Famílias não preparadas
Para Ana Azevedo, o processo de adoção é visto de forma parcial. Só se fala da parte bonita, de uma família que se abre, mas a gente não fala de que essa família tem que estar muito preparada para receber qualquer criança. Quando a família não está preparada, a gente tem esses casos de devolução. Queremos despertar esse debate para que as pessoas que tomam essa decisão saibam o que elas vão ter que enfrentar.
A diretora alerta para a responsabilidade de quem adota, pois a devolução de uma criança por falta de adaptação ao convívio familiar pode trazer sérias consequências.
As crianças vêm com uma bagagem gigantesca. Se família a devolve, isso causa traumas ainda maiores. Geralmente são crianças um pouco maiores vêm da periferia, têm histórico de abuso, com uma família que a negligenciava, explicou Ana.
Situações como as retratadas pelo documentário, foram contabilizadas pelo Conselho Nacional de Justiça (CNJ). De cada 100 crianças adotadas no Brasil, cerca de nove têm o processo de adoção desfeito, conforme o Sistema Nacional de Adoção e Acolhimento mantido pelo conselho.
No total, o sistema registra que 24.673 crianças e adolescentes foram adotados no país desde 2019. Desse universo, 2.198 foram devolvidas a instituições de acolhimento (8,9%).
Excepcional e irrevogável
Apesar de a adoção ser considerada medida excepcional e irrevogável, conforme o Estatuto da Criança e do Adolescente (ECA), juizados de infância acabam por atender a pedidos de devolução para que a criança ou adolescente não fiquem expostos a maus-tratos, abusos, humilhações, indiferença e descaso na família que quer desistir de sua adoção, aponta o Diagnóstico sobre a devolução de crianças e adolescentes em estágio de convivência e adotadas, publicado em 2024 pelo CNJ e pela Associação Brasileira de Jurimetria (ABJ).
A devolução de crianças adotadas, embora seja uma ocorrência relativamente rara, levanta questões importantes sobre o processo de adoção e a preparação dos pais adotivos. Diversos fatores, incluindo as características das crianças, a dinâmica familiar e as expectativas dos pais adotivos podem influenciar a decisão de devolver uma criança.
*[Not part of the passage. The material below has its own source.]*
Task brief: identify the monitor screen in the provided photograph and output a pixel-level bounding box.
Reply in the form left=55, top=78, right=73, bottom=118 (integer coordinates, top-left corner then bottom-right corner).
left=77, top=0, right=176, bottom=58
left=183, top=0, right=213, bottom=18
Além disso, as variações regionais e a eficácia das equipes de adoção também podem desempenhar papel significativo, descreve o documento.
Ainda segundo o estudo, este fenômeno aponta para a necessidade de abordagem mais abrangente no processo de adoção, que envolva não apenas a preparação e o acompanhamento contínuo dos pais adotivos, mas também um sistema de suporte robusto para as crianças antes, durante e após o processo de adoção.
Fim da adoção
Apesar de considerar a adoção excepcional e irrevogável, o ECA prevê que a adoção pode ser abolida quando esgotados os recursos de manutenção da criança ou adolescente na família natural ou extensa.
O estudo do CNJ e da ABJ traz informações sobre as razões para a devolução. As entrevistas com as pessoas que devolveram mostram que diagnósticos psiquiátricos, o uso contínuo de medicamentos e outras questões psicológicas da criança contribuíram para a descontinuidade do processo. Eles alegam que não estavam preparados para lidar com a situação e esse fator também contribuiu para a dificuldade da criação de vínculos, anota o relatório.
O diagnóstico alerta para os efeitos na saúde psicológica emocional das crianças e adolescentes saídas de uma adoção desfeita. Além dos impactos que a devolução causa na formação da subjetividade e da individualidade de cada um, ainda foram constatados manifestações como: sentimentos de culpa, tristeza e baixa autoestima; agressividade e outros reações comportamentais que geram convivências conflituosas; dificuldade de vinculação; e desenvolvimento de transtornos psicológicos, como depressão, transtorno de estresse pós-traumático e outros.